Importantly, the past year has underscored the need to not overhype uncertain findings. Longevity science got a lot of media attention (some companies in this space have made bold claims that later had to be tempered). Researchers now emphasize rigorous science and transparency. For example, when the senolytic bone trial showed only a mild effect, the NIA openly highlighted the “potential and limitations” of senolytics, stressing that earlier mouse promise did not fully translate. Such honesty is crucial to maintain credibility.

Looking forward, the field is entering a phase of large-scale testing and refinement. We will likely see, in the next 2–3 years, results from: TAME (metformin), several Phase 2 NAD booster trials, the first large senolytic trials (perhaps in osteoarthritis or lung fibrosis), more data on plasma exchange (with refined protocols), and combination trials (e.g. pairing metformin with exercise, or senolytics with immunotherapy). There’s also increasing interest in biomarker-guided trials – using aging clocks to track efficacy, which could accelerate development by providing early signals rather than waiting for people to develop diseases.

In conclusion, while no breakthrough “fountain of youth” has emerged yet, the credible progress in the last year should not be understated: aging is on the defensive. It is no longer an untouchable inevitability but a biological process we can begin to measure, modulate, and hopefully manage. Each trial – whether yielding positive, null, or mixed results – adds critically to the knowledge of what actually works in humans.

The quest for increased human healthspan will likely be achieved through a combination of strategies, possibly stacking multiple modest interventions to attain a significant overall effect. As of 2025, we are learning which interventions belong in that stack. The optimistic view is that within this decade, we will have the first scientifically validated geroprotective therapy – one that a doctor could prescribe to a middle-aged patient to meaningfully reduce their risk of age-related diseases. The cautious view is that aging is immensely complex, and extending lifespan in healthy humans may require more time and iterative breakthroughs.

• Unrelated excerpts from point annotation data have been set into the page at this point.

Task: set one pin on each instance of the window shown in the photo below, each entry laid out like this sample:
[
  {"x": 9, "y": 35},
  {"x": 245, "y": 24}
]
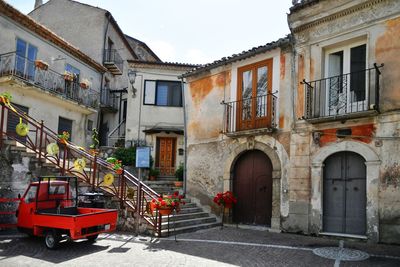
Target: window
[
  {"x": 25, "y": 59},
  {"x": 254, "y": 95},
  {"x": 72, "y": 88},
  {"x": 163, "y": 93},
  {"x": 90, "y": 125},
  {"x": 345, "y": 78},
  {"x": 65, "y": 125}
]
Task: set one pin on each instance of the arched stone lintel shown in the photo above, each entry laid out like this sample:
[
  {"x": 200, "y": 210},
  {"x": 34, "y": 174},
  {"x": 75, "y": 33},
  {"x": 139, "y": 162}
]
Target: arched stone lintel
[{"x": 372, "y": 163}]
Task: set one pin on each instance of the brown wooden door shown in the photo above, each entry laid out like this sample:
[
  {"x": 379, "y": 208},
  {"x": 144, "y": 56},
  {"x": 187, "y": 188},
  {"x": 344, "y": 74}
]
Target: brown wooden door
[
  {"x": 166, "y": 155},
  {"x": 252, "y": 184},
  {"x": 254, "y": 95}
]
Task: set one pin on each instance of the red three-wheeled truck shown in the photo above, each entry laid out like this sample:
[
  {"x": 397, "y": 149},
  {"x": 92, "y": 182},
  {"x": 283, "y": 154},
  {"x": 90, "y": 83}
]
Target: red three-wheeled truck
[{"x": 49, "y": 208}]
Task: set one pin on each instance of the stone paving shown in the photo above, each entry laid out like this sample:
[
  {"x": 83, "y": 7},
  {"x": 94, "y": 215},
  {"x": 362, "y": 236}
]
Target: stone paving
[{"x": 213, "y": 247}]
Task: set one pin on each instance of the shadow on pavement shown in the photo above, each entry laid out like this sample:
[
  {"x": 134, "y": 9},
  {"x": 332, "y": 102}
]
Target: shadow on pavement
[{"x": 35, "y": 248}]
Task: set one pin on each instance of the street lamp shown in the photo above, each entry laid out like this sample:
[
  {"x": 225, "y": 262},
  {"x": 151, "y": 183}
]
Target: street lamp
[{"x": 132, "y": 78}]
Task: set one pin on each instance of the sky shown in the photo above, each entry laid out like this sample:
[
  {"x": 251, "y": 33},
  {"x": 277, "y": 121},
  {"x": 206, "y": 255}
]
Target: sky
[{"x": 194, "y": 31}]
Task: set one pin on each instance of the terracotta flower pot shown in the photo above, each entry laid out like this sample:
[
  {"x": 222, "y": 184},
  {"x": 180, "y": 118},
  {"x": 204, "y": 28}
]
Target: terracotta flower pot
[
  {"x": 165, "y": 211},
  {"x": 178, "y": 183}
]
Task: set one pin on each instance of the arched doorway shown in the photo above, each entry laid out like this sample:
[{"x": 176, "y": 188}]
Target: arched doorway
[
  {"x": 344, "y": 194},
  {"x": 252, "y": 184}
]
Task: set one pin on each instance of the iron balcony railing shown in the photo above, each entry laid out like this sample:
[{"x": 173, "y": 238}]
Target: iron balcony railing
[
  {"x": 343, "y": 94},
  {"x": 12, "y": 64},
  {"x": 109, "y": 100},
  {"x": 113, "y": 61},
  {"x": 250, "y": 113}
]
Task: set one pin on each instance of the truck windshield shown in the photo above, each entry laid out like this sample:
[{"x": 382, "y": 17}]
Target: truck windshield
[{"x": 30, "y": 195}]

What is clear is that the era of credible human anti-aging trials has begun. The field stands well-poised, with robust tools (epigenetic clocks, biomarkers) to evaluate interventions and an expanding pipeline of candidates to test. Each incremental success – be it a drug that safely delays disease by a couple of years, or a therapy that improves an older person’s physical resilience – is a step toward the larger goal of aging better, for longer. The past year’s developments give cause for measured hope: they show progress rooted in science, not science fiction. And as this evidence base grows, the dream of adding healthy years to human life is transitioning from theoretical possibility to practical, clinical reality.